The use of genome sequencing in healthcare is a complex and challenging subject and many respondents may not have thought about this topic previously. This may also be the case for many patients referred to the new Genomic Medicine Service (all mainstream specialities offering genomic sequencing), and part of the role of HPs is to inform patients about genome sequencing and facilitate decision-making around it. Our survey aimed to elicit the views that people might bring to an initial consultation about genome sequencing, so for these purposes it did not matter that many people taking the survey might not be well informed about the topic.

We asked the survey questions in a set order (i.e. questions about the familial status of genomic information, followed by questions about IFs, followed by questions about how people think of genomic sequencing in healthcare). We asked questions about how people conceptualise genomic sequencing last, because they were more abstract, and we thought it would be easier for people to engage with these questions after they already started to think about genome sequencing in healthcare over the course of the previous questions. However, it is possible that the questions that we previously asked people to consider may have influenced the choices that they ultimately made as to how they conceptualise genomic testing in healthcare overall.
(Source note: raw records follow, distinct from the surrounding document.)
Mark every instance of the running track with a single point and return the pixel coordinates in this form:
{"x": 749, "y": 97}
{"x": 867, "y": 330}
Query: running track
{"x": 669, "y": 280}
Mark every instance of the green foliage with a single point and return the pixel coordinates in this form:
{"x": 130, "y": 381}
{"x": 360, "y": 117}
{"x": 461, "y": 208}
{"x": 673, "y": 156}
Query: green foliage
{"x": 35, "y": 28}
The information that we gave about genomic sequencing at the start of the survey might also have influenced people’s responses (see Supplementary information). We purposely avoided making value statements about the results from such technologies, as we though this might unduly influence respondent’s answers.

A further limitation is that whilst this survey expresses respondents’ theoretical views, these do not necessarily reflect what they would actually do in practice. For example, research indicates that whilst many patients intend to communicate their genetic results with their relatives [32], many find it difficult to do so in reality [33]. However, whilst we think that this potential discrepancy between theory and practice needs highlighting, it also presents an opportunity. Our data indicates that many people are positively disposed towards sharing or receiving genomic information within a family; this suggests that research as to how we might practically facilitate this has an audience and the potential to make an impact.
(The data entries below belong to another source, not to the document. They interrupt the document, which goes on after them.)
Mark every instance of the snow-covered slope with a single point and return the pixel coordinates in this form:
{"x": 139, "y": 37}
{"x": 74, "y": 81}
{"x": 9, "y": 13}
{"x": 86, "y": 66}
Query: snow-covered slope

In summary, our survey indicates that many people begin with optimistic perspectives on the usefulness of genomic tests: we think this needs to be tempered by more discussion about the likelihood that genomic results might be uninformative or uncertain, both in popular discourse, but also in the context of patient-clinician conversations about genomic testing. Most respondents thought that they had a right to know if a genetic condition was found in their relative that might be relevant to them (and vice versa). We suggest that this indicates that many people would accept that genetic information can be considered confidential at a familial, as opposed to an individual level, and highlights the need to discuss this during the consent process as we continue to explore what this might look like in practice. Lastly, our results indicate that many people actively expect to be told about IFs from genome sequencing, regardless of whether they have asked for this. We argue that clinical practice needs to take account of these popular perspectives and expectations, in order to facilitate meaningful consent for genomic tests. These findings call into question the extent to which we can rely on consent forms to reflect people’s wishes about what sort of information they might expect to receive from genomic tests, and indicates a need to consider more widely what other factors might inform decision-making as to what to include in the ‘results’ of genome sequencing.